W wyniku procesu biskup może nałożyć na księdza kary kościelne, np. karę suspensy, czyli zakazać lub ograniczyć na pewien czas możliwość pełnienia posługi kapłańskiej. Jeśli biskup widzi, że w przypadku danego księdza nie ma szans na poprawę, a skutki skandalu są drastyczne i w sposób trwały uniemożliwiają skazanemu pełnienie posługi kapłańskiej, to może się zwrócić do Dykasterii ds. Duchowieństwa z prośbą o usunięcie go ze stanu duchownego – to najwyższy wymiar kary w Kościele – powiedział.
Według ojca Żaka, dekret o wydaleniu ze stanu duchownego może wydać także sąd biskupi, jednak od takiego wyroku księdzu przysługuje odwołanie do Roty Rzymskiej, podczas gdy decyzja Dykasterii ds. Duchowieństwa jest ostateczna.
Jezuita dodał, że kary kościelne mają skłonić duchownego do poprawy i trwałego porzucenia zachowań sprzecznych z zobowiązaniami wynikającymi z przyjęcia święceń.
Zaznaczył, że biskup ma obowiązek zadbać o to, by ksiądz podejrzany o popełnienie przestępstwa lub nieobyczajne zachowanie nie mógł już nikomu zaszkodzić ani nikogo zgorszyć. Dlatego – jak mówił – już w trakcie trwania postępowania wyjaśniającego biskup może, a nierzadko powinien, zawiesić księdza w obowiązkach duszpasterskich.
Duchowny może otrzymać nakaz przebywania w jakimś konkretnym miejscu, z dala od parafii, zakaz publicznych wypowiedzi, zakaz spowiadania itd. – wymienił o. Żak.
Jednocześnie zastrzegł, że Kościół nie ma możliwości aresztowania nikogo ani nałożenia kary pozbawienia wolności. Jeśli zachodzi podejrzenie, że ksiądz popełnił przestępstwo ścigane także przez prawo państwowe, aresztować go może jedynie sąd na wniosek prokuratora.
O. Żak zaznaczył, że sytuacja wygląda inaczej, jeśli duchowny prowadzi podwójne życie, lecz nie popełnia przestępstwa.
Jeśli biskup lub przełożony zakonny dowie się, że podległy mu ksiądz łamie celibat, również ma obowiązek zareagować. Nawet jeśli nie dochodzi do złamania prawa karnego, to utrzymywanie intymnych relacji jest sprzeczne z podstawowymi zobowiązaniami duchownego – podkreślił.

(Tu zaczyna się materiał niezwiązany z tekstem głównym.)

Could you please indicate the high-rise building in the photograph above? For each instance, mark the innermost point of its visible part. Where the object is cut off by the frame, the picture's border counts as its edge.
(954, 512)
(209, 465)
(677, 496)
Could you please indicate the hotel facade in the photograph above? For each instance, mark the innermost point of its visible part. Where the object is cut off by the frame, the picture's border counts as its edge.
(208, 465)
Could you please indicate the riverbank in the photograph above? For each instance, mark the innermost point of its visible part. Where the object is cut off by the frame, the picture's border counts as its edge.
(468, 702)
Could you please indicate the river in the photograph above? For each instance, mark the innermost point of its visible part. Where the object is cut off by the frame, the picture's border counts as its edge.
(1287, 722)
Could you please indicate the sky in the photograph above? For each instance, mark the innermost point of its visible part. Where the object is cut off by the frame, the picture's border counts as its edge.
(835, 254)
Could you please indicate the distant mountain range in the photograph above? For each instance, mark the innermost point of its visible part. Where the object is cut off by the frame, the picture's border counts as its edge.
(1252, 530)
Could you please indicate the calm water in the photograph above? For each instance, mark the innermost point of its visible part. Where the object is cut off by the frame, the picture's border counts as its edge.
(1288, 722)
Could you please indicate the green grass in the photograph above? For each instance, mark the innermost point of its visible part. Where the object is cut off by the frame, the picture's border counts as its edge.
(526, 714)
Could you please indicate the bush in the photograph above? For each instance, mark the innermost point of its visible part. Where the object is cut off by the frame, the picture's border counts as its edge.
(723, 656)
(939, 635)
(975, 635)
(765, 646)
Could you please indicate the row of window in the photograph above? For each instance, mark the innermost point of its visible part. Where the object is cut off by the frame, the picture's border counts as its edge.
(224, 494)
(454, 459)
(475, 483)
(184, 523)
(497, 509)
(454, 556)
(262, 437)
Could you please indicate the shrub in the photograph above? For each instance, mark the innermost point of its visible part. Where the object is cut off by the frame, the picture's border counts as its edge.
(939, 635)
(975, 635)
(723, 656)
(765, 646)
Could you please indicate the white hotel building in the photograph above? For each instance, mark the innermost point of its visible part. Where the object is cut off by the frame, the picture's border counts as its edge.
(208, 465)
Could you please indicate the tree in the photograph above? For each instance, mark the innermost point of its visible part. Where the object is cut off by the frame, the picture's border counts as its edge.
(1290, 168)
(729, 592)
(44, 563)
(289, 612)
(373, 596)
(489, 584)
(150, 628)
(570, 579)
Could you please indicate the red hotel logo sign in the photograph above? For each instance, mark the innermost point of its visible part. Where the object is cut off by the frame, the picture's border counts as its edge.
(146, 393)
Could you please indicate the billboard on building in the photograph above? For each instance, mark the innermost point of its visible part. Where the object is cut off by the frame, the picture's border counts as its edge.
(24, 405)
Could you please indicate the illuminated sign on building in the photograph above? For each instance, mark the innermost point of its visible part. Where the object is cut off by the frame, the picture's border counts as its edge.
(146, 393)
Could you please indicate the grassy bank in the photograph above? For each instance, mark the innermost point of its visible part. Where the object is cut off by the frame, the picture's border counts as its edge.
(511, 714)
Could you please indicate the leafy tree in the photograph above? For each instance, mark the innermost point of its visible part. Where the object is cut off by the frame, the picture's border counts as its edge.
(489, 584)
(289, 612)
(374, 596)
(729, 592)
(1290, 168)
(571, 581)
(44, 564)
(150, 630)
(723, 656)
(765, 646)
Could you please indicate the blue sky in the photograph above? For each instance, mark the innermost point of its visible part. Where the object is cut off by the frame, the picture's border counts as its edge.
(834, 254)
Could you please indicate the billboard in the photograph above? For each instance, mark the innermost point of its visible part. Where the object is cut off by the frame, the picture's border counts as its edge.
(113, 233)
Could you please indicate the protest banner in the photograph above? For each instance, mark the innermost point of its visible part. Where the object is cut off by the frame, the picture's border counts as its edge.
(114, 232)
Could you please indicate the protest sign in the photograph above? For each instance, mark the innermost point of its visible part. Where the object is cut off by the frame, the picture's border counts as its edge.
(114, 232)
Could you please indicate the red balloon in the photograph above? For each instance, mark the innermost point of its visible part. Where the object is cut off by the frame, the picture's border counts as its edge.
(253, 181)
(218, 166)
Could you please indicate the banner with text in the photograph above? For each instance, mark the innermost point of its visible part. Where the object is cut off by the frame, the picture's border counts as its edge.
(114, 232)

Duchowny zastrzegł, że notoryczne łamanie przez księdza prawa kościelnego też może skutkować poważnymi konsekwencjami kanonicznymi. Jeśli taka sytuacja dotyczy zakonnika, to jego przełożony może nałożyć na niego rozmaite sankcje – aż do wydalenia z zakonu włącznie. Podobne uprawnienia ma biskup wobec księdza diecezjalnego.
"Zawsze przed podjęciem drastycznych środków przełożony musi zorientować się, czy w konkretnym przypadku jest nadzieja na poprawę i zmianę życia" – powiedział.
Zdaniem ojca Żaka prowadzenie przez księdza podwójnego życia, nawet jeśli nikt o tym nie wie, jest zawsze gorszące i ma negatywny wpływ na jego posługę. To jest zawsze niszczące dla Kościoła – ocenił.